Plus originale que ses rivales germaniques, la Jaguar XF est un choix intéressant en occasion à condition de choisir sa version. D’une motorisation à l’autre, elle offre le jour et la nuit en agrément et en fiabilité.
Première Jaguar produite sous l’égide de l’indien Tata Motors, la XF illustre la rupture stylistique entreprise chez le constructeur de Coventry depuis quelques années. La vénérable firme britannique, en remplaçant la S-Type par cette nouvelle grande routière au regard si particulier, a progressivement abandonné le néo-rétro qui faisait son identité. Depuis, même la XJ a adopté ces nouveaux traits.

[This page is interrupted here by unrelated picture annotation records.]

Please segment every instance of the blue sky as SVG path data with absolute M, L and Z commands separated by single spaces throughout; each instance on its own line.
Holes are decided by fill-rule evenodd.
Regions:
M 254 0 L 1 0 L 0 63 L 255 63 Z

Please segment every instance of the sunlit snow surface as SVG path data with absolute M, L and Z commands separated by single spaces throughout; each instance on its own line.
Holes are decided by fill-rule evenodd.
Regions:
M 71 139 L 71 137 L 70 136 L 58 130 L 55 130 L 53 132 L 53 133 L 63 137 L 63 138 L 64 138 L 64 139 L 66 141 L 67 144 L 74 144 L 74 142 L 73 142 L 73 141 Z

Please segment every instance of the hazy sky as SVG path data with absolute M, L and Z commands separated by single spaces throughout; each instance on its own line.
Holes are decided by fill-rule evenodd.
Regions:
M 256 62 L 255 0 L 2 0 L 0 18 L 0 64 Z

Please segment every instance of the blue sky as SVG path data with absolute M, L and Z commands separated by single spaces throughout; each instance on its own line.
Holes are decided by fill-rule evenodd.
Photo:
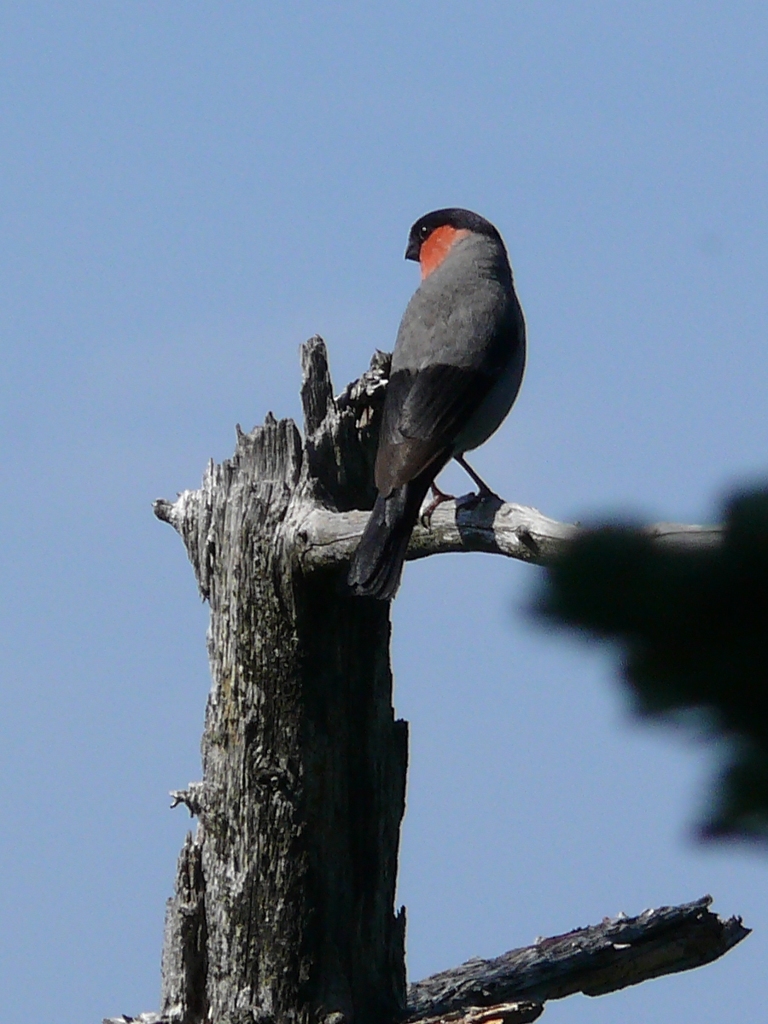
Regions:
M 209 679 L 151 501 L 298 415 L 309 335 L 339 389 L 391 347 L 422 213 L 509 246 L 529 366 L 474 460 L 505 498 L 703 521 L 765 475 L 767 43 L 764 4 L 709 0 L 3 6 L 7 1024 L 157 1007 Z M 546 1019 L 759 1019 L 768 859 L 693 843 L 711 755 L 536 626 L 537 582 L 433 558 L 394 606 L 412 978 L 711 892 L 740 947 Z

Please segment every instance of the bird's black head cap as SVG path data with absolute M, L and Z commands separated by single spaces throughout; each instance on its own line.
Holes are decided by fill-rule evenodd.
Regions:
M 406 259 L 418 260 L 421 247 L 437 227 L 455 227 L 457 230 L 474 231 L 476 234 L 487 234 L 492 239 L 502 241 L 499 231 L 489 220 L 479 213 L 463 210 L 460 206 L 446 207 L 444 210 L 433 210 L 419 217 L 411 228 L 406 248 Z

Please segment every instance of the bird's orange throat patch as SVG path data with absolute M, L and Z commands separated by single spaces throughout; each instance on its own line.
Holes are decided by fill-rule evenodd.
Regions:
M 465 234 L 469 234 L 466 228 L 451 227 L 450 224 L 435 227 L 429 238 L 422 242 L 419 250 L 422 281 L 437 269 L 459 239 L 463 239 Z

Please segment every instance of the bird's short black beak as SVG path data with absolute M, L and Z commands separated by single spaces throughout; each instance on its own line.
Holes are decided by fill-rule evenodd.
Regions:
M 419 253 L 421 252 L 421 242 L 418 239 L 409 239 L 408 247 L 406 249 L 406 259 L 413 259 L 419 262 Z

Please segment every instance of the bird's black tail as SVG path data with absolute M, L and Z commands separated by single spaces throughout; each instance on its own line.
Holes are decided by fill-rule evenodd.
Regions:
M 391 601 L 400 584 L 408 542 L 434 479 L 433 467 L 387 497 L 381 495 L 352 556 L 347 581 L 360 597 Z

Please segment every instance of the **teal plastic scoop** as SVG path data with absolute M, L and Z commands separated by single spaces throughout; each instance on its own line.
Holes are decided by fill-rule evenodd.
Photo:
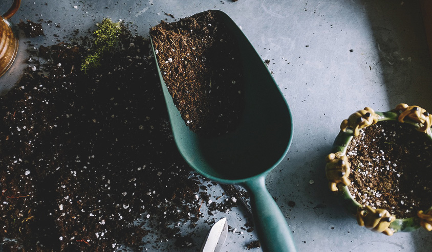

Ce design, justement, en a dérouté plus d’un : fini, le style conservateur qui avait cours jusqu’alors. Place à un profil élancé, une ligne de toit plongeante et un pavillon très bas qui la feraient presque passer pour un coupé-4 portes façon CLS.
La clientèle traditionnelle a tiqué sur ces optiques avant, étrangement globuleux, encadrant une calandre rectangulaire héritée du concept C-XF ( 2006 ). De celui-ci, elle reprend également le capot nervuré. Ce sera la seule réminiscence de la félinité des productions Jaguar. De trois-quart arrière, la patte de Ian Callum, anciennement chez Aston Martin, est visible dans la découpe des feux arrière.
Au risque de s’attirer les foudres d’une frange du public, il s’agissait de plaire au plus grand nombre et d’opposer une concurrence crédible aux trio allemand habituel. Face aux Mercedes Classe E, BMW Série 5 et Audi A6, la XF reste encore un outsider. Les progrès ont pourtant été flagrants, tant en terme de qualités routières que de contenu technologique. Un peu plus de 150 000 exemplaires ont tout de même été produits depuis sa mise en circulation en 2008.
L’offre en occasion commence à être importante, et le restylage approchant à grands pas ( fin 2011 ) devrait encore faire diminuer les prix pratiqués sur le marché. La relative désaffection dont elle souffre en seconde main permet déjà de réaliser de bonnes affaires.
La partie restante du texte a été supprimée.